Duchamp,yaptıklarıyla tanrı sanatcıyı yeryüzüne indirmiş ve herkes gibi kılmıştı dedik.Türkiye'de yaklaşık 20 yıldır,yerli Duchamplar da aynısını yapıyorlar.Artık üretmek/göstermek ve ruh vermek kolay.Ustalık, perfeksiyon/mükemmellik gerekmiyor.Sanatcılık konfeksiyon ürünü bir giysinin sırta geçirilmesi ile elde edilen bir kimliğe dönüştü.Eser nasıl olsa hazır nesneydi.Dünya merkezlerinde uygulananlar yerleştirmeler,seçmeler,birebir ihraç/ithal ediliyor,ülke gerçeği,yılların getirisi ustalık,yetenek,birikim,kültür,sentez,tarih gibi değerler banalleşiyordu.Sanat,ereğini kaybetmişti.1980 öncesi yüzüne bakmadığımız idealizm,buruva duyarlılığı,bireycilik,hatta reformizm,revizyonizm gibi değerlere muhtaç kaldık.Tarihin karanlık yüzünden gelen idealist felsefeci "sanat yaşamın en önemli uyarıcısıdır,onu amaçsız bırakmamak gerekir"(7)derken toplumsal işbölümü içinde sanatsal üretimin,diğer üretimler gibi bizzat bir "değer" ve zorunlu üretim ilişkisi olduğunu vurguluma gereğini hissediyor.Saçmalıklar karşısında Nietzche'li argümanların bile artık kıymeti harbiyesi vardı.
80'ler sonrasının apolitik ortamında,sular seller gibi her meslek ve disiplinden insan ,sanat dünyasına,emanet/eğreti sanatcı kimlikleriyle tek ürünlük/yarı zamanlı mesaileriyle,kısmi beceri ve tarzlarıyla pervasız ve cüretkarca girmeye başladılar.Türkiye artık bir sanat/sanatcı cennetiydi.Her türlü okulun ilgili,ilgisiz/paralı parasız bölümleri sürekli sanatcı üretiyordu.Bir yandan sanatcı ürüyor diğer yandan "bussines" okunuyordu.

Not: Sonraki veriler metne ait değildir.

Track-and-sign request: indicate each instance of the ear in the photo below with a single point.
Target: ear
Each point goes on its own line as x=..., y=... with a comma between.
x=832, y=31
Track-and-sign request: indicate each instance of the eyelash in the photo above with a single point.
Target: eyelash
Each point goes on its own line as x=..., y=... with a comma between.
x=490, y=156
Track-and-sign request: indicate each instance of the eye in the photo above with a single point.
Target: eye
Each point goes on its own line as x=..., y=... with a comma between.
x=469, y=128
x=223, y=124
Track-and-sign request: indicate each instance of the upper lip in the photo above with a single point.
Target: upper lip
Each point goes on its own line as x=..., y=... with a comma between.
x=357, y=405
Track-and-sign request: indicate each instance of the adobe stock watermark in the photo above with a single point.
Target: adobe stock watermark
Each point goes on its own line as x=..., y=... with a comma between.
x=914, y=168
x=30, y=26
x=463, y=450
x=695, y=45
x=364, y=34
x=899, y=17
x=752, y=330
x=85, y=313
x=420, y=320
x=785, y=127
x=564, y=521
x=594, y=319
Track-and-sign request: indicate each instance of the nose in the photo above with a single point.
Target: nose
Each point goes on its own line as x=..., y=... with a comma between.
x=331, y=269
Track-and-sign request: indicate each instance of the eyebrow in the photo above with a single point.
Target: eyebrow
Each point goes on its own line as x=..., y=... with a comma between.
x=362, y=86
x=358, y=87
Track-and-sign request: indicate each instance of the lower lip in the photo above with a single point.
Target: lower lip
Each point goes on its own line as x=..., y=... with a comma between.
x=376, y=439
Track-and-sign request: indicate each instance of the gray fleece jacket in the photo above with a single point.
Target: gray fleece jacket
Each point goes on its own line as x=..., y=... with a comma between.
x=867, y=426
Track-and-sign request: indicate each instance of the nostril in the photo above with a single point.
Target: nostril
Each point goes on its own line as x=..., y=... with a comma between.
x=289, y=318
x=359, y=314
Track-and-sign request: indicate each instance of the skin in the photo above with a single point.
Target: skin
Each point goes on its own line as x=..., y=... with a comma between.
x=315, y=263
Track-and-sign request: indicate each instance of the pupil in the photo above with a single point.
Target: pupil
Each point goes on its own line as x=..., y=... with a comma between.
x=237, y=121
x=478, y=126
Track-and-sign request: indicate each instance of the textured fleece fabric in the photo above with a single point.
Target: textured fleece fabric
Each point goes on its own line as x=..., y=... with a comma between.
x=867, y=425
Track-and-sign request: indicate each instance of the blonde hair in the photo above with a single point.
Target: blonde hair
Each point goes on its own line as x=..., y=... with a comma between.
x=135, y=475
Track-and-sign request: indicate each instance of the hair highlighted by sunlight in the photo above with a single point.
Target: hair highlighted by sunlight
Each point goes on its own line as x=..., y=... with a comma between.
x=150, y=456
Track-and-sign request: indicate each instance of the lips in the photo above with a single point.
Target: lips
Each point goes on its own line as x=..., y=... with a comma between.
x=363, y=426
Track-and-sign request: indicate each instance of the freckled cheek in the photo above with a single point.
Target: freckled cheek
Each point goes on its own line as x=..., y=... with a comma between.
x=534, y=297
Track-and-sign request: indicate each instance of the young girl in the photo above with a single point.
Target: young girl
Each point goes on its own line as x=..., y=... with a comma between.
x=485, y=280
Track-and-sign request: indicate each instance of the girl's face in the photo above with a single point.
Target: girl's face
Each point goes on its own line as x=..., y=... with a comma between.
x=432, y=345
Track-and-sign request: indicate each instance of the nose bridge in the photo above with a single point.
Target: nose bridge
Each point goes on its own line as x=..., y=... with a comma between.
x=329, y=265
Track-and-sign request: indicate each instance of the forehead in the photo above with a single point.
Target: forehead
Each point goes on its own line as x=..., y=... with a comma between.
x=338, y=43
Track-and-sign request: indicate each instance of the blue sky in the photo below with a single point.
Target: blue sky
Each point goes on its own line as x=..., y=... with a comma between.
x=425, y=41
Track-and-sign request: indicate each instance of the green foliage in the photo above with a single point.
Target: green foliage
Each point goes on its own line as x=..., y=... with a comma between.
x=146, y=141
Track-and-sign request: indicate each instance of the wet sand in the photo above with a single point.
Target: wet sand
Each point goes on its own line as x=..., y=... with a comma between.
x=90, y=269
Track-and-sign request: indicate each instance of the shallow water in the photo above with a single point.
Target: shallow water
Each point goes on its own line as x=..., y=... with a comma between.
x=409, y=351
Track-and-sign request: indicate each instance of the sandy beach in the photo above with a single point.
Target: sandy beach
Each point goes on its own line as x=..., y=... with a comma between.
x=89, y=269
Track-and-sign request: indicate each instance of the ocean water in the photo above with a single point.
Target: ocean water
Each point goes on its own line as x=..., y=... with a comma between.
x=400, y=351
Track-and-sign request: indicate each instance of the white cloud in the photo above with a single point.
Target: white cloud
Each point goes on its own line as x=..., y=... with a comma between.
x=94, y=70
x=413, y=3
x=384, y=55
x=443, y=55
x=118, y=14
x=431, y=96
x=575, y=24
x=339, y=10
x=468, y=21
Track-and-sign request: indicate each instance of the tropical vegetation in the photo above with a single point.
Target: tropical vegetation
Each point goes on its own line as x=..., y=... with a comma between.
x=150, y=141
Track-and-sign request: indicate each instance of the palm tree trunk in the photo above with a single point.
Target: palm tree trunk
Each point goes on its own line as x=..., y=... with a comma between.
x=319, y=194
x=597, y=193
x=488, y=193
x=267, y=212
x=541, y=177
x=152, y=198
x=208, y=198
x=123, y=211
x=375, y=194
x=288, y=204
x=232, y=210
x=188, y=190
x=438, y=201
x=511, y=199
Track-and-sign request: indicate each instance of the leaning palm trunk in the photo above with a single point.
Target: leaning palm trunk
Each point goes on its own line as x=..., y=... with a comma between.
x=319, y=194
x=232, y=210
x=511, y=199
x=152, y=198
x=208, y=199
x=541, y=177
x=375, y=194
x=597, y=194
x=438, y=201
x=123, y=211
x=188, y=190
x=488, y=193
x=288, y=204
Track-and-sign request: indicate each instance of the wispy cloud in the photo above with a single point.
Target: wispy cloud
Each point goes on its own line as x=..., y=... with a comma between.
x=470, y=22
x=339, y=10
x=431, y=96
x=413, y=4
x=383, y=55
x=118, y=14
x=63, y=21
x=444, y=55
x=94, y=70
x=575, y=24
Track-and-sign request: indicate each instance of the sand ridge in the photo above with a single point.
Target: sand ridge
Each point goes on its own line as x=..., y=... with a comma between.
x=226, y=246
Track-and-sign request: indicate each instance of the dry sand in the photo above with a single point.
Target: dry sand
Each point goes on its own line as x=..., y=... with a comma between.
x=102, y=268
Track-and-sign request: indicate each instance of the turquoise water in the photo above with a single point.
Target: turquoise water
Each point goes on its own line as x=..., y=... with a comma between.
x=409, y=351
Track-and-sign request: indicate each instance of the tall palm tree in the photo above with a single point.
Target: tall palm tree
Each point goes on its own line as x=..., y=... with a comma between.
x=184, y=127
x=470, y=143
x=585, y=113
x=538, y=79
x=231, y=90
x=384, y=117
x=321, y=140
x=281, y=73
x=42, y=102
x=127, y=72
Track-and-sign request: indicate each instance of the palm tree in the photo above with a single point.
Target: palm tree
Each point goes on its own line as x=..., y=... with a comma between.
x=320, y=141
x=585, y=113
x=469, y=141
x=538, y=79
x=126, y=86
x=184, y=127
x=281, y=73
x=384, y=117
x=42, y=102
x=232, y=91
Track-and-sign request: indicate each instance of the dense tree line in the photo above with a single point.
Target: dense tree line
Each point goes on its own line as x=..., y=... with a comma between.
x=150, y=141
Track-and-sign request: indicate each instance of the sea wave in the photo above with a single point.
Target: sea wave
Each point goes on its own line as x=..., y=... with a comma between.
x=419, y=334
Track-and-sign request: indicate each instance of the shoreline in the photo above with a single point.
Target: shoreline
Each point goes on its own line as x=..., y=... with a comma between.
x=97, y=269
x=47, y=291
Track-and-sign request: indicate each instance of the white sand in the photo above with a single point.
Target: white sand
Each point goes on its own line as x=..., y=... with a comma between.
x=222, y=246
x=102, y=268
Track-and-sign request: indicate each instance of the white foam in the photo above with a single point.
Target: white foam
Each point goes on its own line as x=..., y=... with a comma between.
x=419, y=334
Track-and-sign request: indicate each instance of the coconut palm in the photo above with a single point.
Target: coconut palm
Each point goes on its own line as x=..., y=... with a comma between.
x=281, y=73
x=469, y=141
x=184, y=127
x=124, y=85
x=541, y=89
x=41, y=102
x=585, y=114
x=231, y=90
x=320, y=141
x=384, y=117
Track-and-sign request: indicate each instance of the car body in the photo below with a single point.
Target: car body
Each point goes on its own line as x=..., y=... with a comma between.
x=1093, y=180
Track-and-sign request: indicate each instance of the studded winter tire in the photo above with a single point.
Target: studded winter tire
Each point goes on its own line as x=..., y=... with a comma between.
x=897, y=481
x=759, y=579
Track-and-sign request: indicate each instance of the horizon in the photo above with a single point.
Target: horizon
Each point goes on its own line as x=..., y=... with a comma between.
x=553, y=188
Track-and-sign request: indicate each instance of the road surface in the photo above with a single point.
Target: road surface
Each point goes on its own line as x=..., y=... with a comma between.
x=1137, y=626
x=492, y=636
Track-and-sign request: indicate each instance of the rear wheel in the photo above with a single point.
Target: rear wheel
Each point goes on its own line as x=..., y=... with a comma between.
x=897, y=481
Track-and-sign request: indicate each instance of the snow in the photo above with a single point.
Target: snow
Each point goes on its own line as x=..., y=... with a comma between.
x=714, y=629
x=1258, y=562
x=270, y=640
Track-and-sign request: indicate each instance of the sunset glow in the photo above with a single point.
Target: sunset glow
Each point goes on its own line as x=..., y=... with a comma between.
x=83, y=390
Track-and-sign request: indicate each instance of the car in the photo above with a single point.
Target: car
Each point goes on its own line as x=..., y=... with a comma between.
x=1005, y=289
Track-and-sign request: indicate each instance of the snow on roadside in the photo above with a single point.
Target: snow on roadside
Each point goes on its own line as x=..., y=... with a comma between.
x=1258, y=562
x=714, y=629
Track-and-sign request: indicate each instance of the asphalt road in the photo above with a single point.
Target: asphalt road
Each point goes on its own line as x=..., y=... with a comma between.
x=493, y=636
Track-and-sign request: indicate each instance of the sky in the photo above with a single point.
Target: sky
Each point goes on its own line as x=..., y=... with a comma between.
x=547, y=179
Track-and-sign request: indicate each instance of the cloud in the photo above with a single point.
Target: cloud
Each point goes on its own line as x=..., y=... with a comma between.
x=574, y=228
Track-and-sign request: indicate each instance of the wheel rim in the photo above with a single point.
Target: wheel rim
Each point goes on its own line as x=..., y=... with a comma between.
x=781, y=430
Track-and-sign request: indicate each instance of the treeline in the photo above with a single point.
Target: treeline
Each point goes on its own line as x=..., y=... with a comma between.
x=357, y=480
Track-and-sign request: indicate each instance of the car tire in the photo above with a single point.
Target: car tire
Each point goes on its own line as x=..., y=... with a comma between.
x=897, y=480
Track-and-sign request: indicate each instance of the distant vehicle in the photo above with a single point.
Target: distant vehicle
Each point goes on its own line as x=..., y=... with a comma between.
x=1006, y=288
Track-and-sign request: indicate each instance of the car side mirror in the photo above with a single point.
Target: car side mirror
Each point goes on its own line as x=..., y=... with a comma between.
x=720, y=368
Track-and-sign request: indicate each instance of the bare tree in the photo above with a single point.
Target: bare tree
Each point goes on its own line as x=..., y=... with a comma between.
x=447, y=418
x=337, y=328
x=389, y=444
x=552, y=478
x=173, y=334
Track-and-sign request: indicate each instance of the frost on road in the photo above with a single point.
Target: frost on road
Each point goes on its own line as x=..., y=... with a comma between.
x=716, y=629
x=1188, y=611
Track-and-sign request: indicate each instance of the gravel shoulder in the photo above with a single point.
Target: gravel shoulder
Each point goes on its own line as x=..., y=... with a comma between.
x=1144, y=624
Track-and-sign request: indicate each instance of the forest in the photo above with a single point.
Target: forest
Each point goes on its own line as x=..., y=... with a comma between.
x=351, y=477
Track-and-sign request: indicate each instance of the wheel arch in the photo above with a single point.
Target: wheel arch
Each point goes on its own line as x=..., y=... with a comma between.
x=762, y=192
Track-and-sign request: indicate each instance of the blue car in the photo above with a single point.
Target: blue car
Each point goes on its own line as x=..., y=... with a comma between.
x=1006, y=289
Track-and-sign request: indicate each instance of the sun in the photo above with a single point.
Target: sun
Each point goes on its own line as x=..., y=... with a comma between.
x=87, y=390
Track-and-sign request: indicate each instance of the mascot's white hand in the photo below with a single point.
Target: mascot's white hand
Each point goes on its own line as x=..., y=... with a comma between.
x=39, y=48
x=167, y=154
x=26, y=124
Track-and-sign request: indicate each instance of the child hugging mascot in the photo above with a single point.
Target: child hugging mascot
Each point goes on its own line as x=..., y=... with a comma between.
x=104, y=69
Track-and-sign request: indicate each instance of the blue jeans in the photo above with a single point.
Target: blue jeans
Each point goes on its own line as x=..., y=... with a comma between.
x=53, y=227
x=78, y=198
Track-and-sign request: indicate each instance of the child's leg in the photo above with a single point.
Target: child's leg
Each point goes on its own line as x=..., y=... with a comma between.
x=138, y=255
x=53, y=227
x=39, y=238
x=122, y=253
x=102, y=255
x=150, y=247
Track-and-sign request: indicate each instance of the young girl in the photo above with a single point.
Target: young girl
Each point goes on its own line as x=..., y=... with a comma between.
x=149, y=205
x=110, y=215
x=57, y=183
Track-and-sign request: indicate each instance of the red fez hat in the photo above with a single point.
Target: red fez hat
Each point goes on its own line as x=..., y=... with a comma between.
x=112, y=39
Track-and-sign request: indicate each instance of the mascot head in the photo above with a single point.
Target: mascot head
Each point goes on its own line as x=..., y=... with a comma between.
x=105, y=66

Eldekiler yetmiyordu,ithal aydınlar,sosyologlar,küratörler getirerek globalleşiyorduk. Bireysel şizofroni ile toplumsal paranoya karışmıştı.Ulusal sınırlar muğlaklaşmış,renkler kaybolmuş,kıyasımukassem kalmamıştı.Evrensel değerleri,Bush'un "Büyük Ortadoğu Projesine"destek veren AB kavramları/ muktezabatı temsil ediyordu.Çarpık kapitalizm, tufeyli,rantiyeci sınıflar üzerine kurulmuştu.Üretici güçler,üretim ilişkilerinden doğan güçlerini kullanmaktan yoksundular.Ekonomi,üretimden değil banka,borsa ve finans hareketlerinin yarattığı anarşiden besleniyordu.Buna bağlı olarak bir çok sektör gibi sanat kurumları da kendi prematüre derebeylerini yaratmıştı.İsraf ekonomisi reklam ve ambalaj sektörüyle sanatımsıları üretiyordu.Çağdaş sanat,lodoscu gibi davranıyor,endüstriyel kültür adına işine yarayan herşeyi topluyor/sarıp sarmalıyordu. Duchampvari ve "cool" olmak,apolitik birey için rol modeldi.Ne ki,ulusal aidiyet kaybolmuş,sanatçı kimliği erozyona uğramıştı.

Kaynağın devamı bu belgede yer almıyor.